What prompted me to ask this question at Mi Yodeya is my recent finding that:
- Biblia Hebraica Stuttgartensia (latest update is BH4, 1998), is a critical Hebrew text tradition started by Rudolf Kittel with Biblia Hebraica Kittel (BH1, 1906 to BH3, 1937), which in turn uses the Leningrad codex (belonging to the Masoretic Text tradition) as the basis. Work is being done since 2004 to supersede it with Biblia Hebraica Quinta or BH5, a project which includes Christian as well as Jewish scholars.
- There are 2 other major critical Hebrew text projects being done currently, the Hebrew University Bible project (overview here) and the Oxford Hebrew Bible project (prologue here), which use a different mix of surviving Hebrew Manuscripts such as the Aleppo Codex, another text of the Masoretic tradition. Those 3 major projects plus other modern editions are compared in this 2010 Tyndale Bulletin journal paper Which Hebrew Bible? by David L. Baker.
- Serious Old Testament text criticism scholars and theology students also use other digitized Hebrew editions with additional features such as the Lexham Hebrew Bible, and the Biblia Hebraica Westmonasteriensis.
I'm aware, as @Elie commented, that most religious Jews can read Tanach in Hebrew.
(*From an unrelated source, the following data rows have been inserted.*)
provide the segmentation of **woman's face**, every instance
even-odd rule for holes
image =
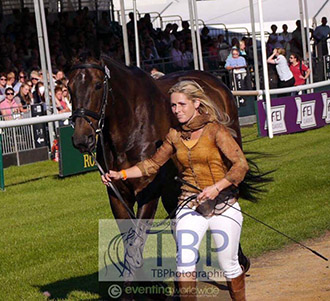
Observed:
[[[63,88],[62,89],[62,95],[63,95],[63,97],[67,97],[68,96],[68,89],[67,88]]]
[[[59,90],[55,93],[55,97],[58,99],[58,100],[62,100],[62,90]]]
[[[172,112],[180,123],[186,123],[199,115],[197,110],[199,105],[199,101],[193,102],[183,93],[174,92],[171,94]]]
[[[295,57],[291,54],[290,57],[289,57],[289,61],[290,61],[290,63],[295,64],[295,63],[297,62],[297,58],[295,58]]]
[[[8,90],[7,92],[6,92],[6,98],[8,99],[8,100],[13,100],[13,98],[14,98],[14,90]]]
[[[28,85],[25,85],[22,88],[23,95],[27,95],[30,92],[30,87]]]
But the above findings made me question whether I should take for granted that the Hebrew text editions they use is the same with what 21st century Christian scholars use.
Therefore, my questions are:
- Do various branches of Judaism (Orthodox, Conservative, Reformed, etc.) authorize the same Hebrew text edition of the Tanach?
- Do they also use an edition similar to Biblia Hebraica Stuttgartensia (based on the Leningrad codex) or do they have their own preferred Hebrew edition for the study / public reading at the Synagogues?
- Which Hebrew text edition is most likely used at popular Hebrew Scripture study websites such as Sefaria, Chabad.org, TanachStudy.com, or others?